The moon jellyfish (a beautiful creature with a beautiful scientific name: aurelia aurita) is transparent, and these had a pinkish hue. They can grow up to about 16 inches in diameter, and they have four bright horseshoe-shaped gonads. Jellyfish are carnivorous, and they are prey to birds, fish, sea turtles, and, in parts of southeast Asia, humans. A few more cool facts about the moon jelly, thanks to the Lamar University Biology Department: They are 95% water. In 1991, more than 2,000 moon jellyfish traveled on the space shuttle Columbia as part of a study of weightlessness on development of jellyfish. And, of course, jellyfish are not fish. They’re of the phylum cnidarians; fish belong to the phylum chordate.
Tips on Jellyfish Stings: The crown of the jellyfish doesn’t sting, it’s all the tentacles down below that get you. Some common remedies have recently been debunked. Here’s what researchers advise: Rinse with vinegar, as its acetic acid inactivates the nematocysts so they can’t fire. Then remove any remaining tentacles with tweezers, and apply heat. Do not use freshwater to rinse off the burn; the change in pH between saltwater and freshwater can trigger more stinging.
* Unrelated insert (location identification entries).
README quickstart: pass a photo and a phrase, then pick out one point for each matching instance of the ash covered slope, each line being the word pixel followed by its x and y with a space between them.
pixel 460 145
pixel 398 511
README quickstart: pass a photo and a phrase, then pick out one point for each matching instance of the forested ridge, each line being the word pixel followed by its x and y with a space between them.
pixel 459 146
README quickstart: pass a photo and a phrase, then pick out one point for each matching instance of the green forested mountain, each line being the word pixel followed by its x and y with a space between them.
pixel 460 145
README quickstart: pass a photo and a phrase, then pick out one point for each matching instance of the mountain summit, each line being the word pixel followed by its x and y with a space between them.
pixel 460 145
A 2017 Popular Science article, “You’re Treating Jellyfish Stings All Wrong,” reports on the recent findings published in the journal Toxins. It’s an interesting read. A couple of important notes about common (mis)treatments: Scraping away tentacles applies more pressure, thus triggering the nematocysts to release more venom (which is particularly dangerous with more toxic jellies); ice exacerbates the stinging; and peeing on the affected area may do more harm than good. So don’t use these “remedies.” https://www.popsci.com/how-to-treat-jellyfish-sting#page-2
Our last dive took us to the Banana Patch, a very shallow dive, where we did find some cool creatures: three flamingo tongues on one little branch of seaweed, a fish only 1 cm in length that was possibly a juvenile angel, and a lobster. Barbie and I practiced a few skills, like mask removal. On this and a previous ride, the boat took a short detour to pull storm debris—a tire and a sign—out of the water. On the ride back to Key Largo, we were entertained by ballyhoos leaping out of the water.
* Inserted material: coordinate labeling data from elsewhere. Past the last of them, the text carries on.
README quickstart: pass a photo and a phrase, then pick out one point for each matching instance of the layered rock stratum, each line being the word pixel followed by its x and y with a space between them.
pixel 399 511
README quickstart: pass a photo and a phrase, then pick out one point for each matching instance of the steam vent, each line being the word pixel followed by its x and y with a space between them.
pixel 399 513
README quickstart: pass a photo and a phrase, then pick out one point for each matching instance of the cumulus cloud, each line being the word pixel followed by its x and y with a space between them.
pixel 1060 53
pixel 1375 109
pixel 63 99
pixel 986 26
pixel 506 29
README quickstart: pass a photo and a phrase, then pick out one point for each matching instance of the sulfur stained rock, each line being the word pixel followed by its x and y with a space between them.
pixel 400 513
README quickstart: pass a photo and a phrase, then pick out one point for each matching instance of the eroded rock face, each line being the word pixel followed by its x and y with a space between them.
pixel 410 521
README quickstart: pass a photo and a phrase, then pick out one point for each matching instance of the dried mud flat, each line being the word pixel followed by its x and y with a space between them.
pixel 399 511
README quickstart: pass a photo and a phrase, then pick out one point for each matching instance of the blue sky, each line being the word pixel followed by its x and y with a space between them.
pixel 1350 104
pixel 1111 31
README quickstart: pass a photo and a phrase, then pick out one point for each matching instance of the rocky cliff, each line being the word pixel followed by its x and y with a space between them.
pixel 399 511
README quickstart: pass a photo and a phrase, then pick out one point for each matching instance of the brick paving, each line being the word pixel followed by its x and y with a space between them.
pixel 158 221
Barbie and Phil were staying on a couple more days, but the rest of us said goodbye to the Rainbow Reef Dive Center. Rainbow Reef is a well-oiled operation. Their boats are large, and during our three-day experience, they ranged from about half-full to chock-full–one day I counted about 30 people, pretty crammed. They generally limited dives, even those that were quite shallow, to about 45 minutes. But they are competent and organized (and they have a fun prize wheel to spin, aprés diving, at their retail center on the highway–prizes include free diving!).
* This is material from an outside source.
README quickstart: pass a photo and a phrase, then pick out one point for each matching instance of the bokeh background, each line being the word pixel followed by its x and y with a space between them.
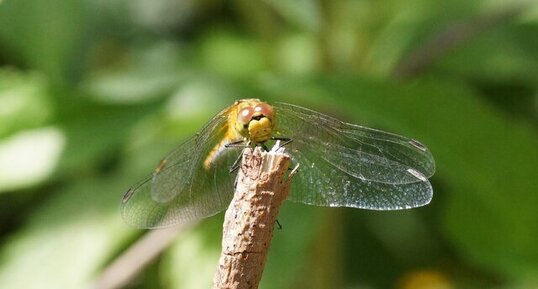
pixel 94 93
We cleaned up for a higher-end dinner at Sol by the Sea, and we wrapped up our last night together with delicious ice cream from Key Largo Chocolates, a hard-to-miss pink-and-green building on the main highway.
Key Largo was the best crappiest diving I’ve done. I saw Jesus, I got stung by jellyfish, and I laid eyes on the aftermath of a hurricane. Despite four of us searching for Jay, he had to rescue himself. I ate key lime pie multiple times in four days. We came up with some new scuba hand signals–who knew there was such a thing as a rainbow unicorn eel? (Okay, there’s not, but I bet you’d properly interpret our hand signal for it.) And I got to spend time with some pretty special people. It doesn’t get much better than that.